Responsible pit bull ownership involves many things.
The first component to responsible ownership f any animal is spay/neuter. There are countless numbers of homeless animals in the world and shelter animals being euthanized at alarming rates because there are simply not enough homes and nowhere for them to go. As far as pit bull type dogs go, only about ONE out of every SIX HUNDRED pit bulls will find a lifelong home. That is a tragic statistic which can be greatly improved if everyone took the initial step of altering their dog. For low cost spay/neuter options, please see our Spay/Neuter page.

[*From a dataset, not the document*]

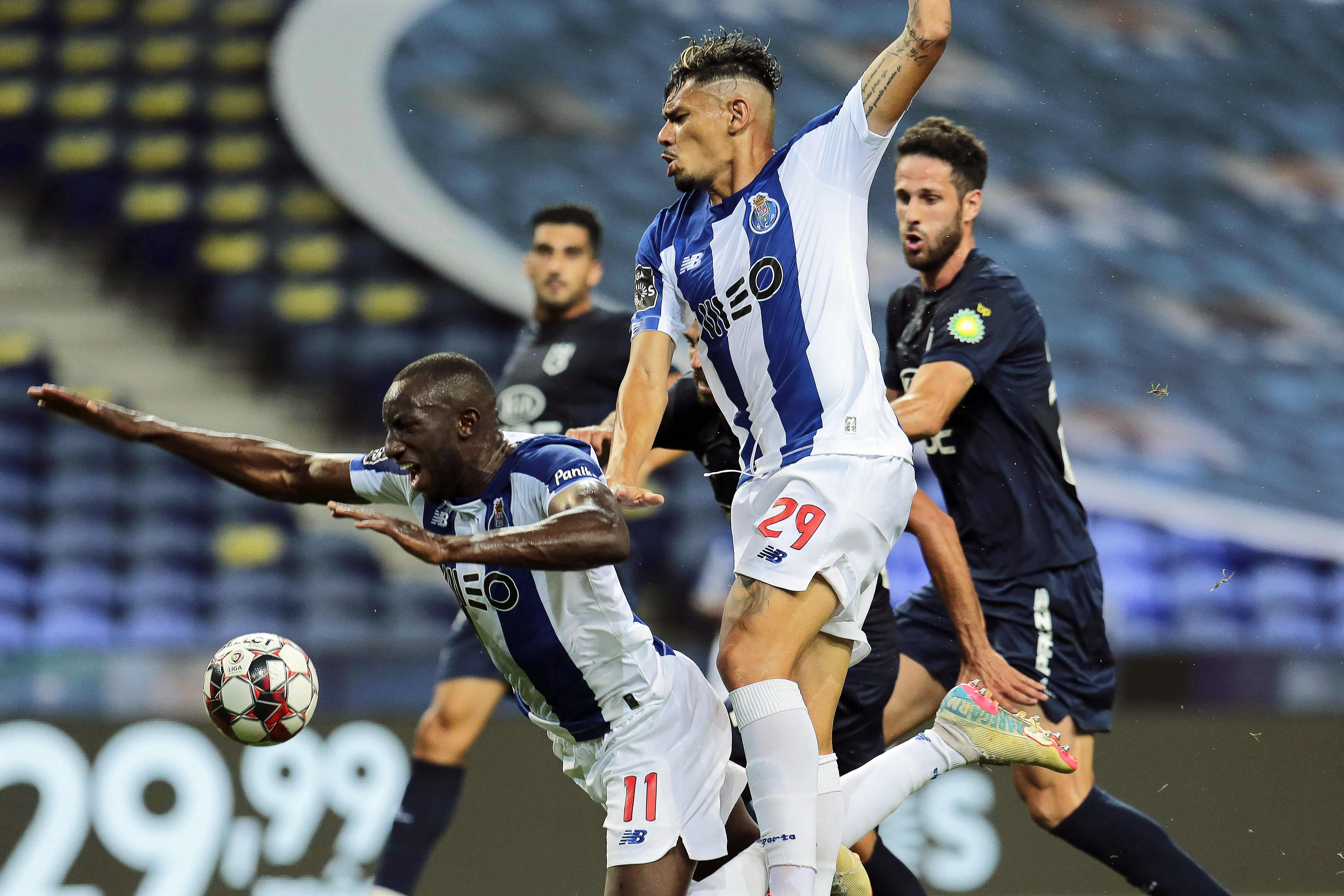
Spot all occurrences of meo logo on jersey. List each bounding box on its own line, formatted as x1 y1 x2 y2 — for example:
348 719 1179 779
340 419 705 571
747 193 780 234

It is no surprise to most that pit bulls have gained a negative reputation in our society. Although this cannot be changed overnight, we can all do our part in improving these reputations. How our own dogs are viewed in society comes right down to what we name them. If your dog has a soft, appropriate name, your dog is much more approachable than a dog with a tough or rugged name. The way our dogs look also influences how they are viewed. Avoiding spiked or prong collars can make a huge difference. When are presented in a positive way, we can then use our own dogs to educate the public about how wonderful they are. Presenting our dogs as breed ambassadors can truly have a significant impact on the breed as a whole.
Owning a dog is a long term commitment. Part of responsible ownership is being aware of the commitment that is involved- physically, mentally, emotionally, as well as financially. Pit bull type dogs, on average, live about 12-14 years. Much can change in a person’s life in that amount of time so it is imperative to discuss with your family and yourself the responsibilities that are involved in dog ownership and your personal dedication to working through potential issues, whether they with your dog or in your own life.
KNOWING/UNDERSTANDING YOUR DOG
Just like every person is different, every dog is different. Dogs do not have the capacity to decide for themselves which situations are appropriate for them and which are not so it is our job to do that for them. Setting your dog up for success is incredibly important. This can range from getting them proper training when it is needed, keeping them out of situations where a potential issue could occur (such as a dog park), separating your dog from a situation where they may be becoming overwhelmed, etc. Reading your dogs cues and body language and respecting their limits can make a remarkable difference for you and for them.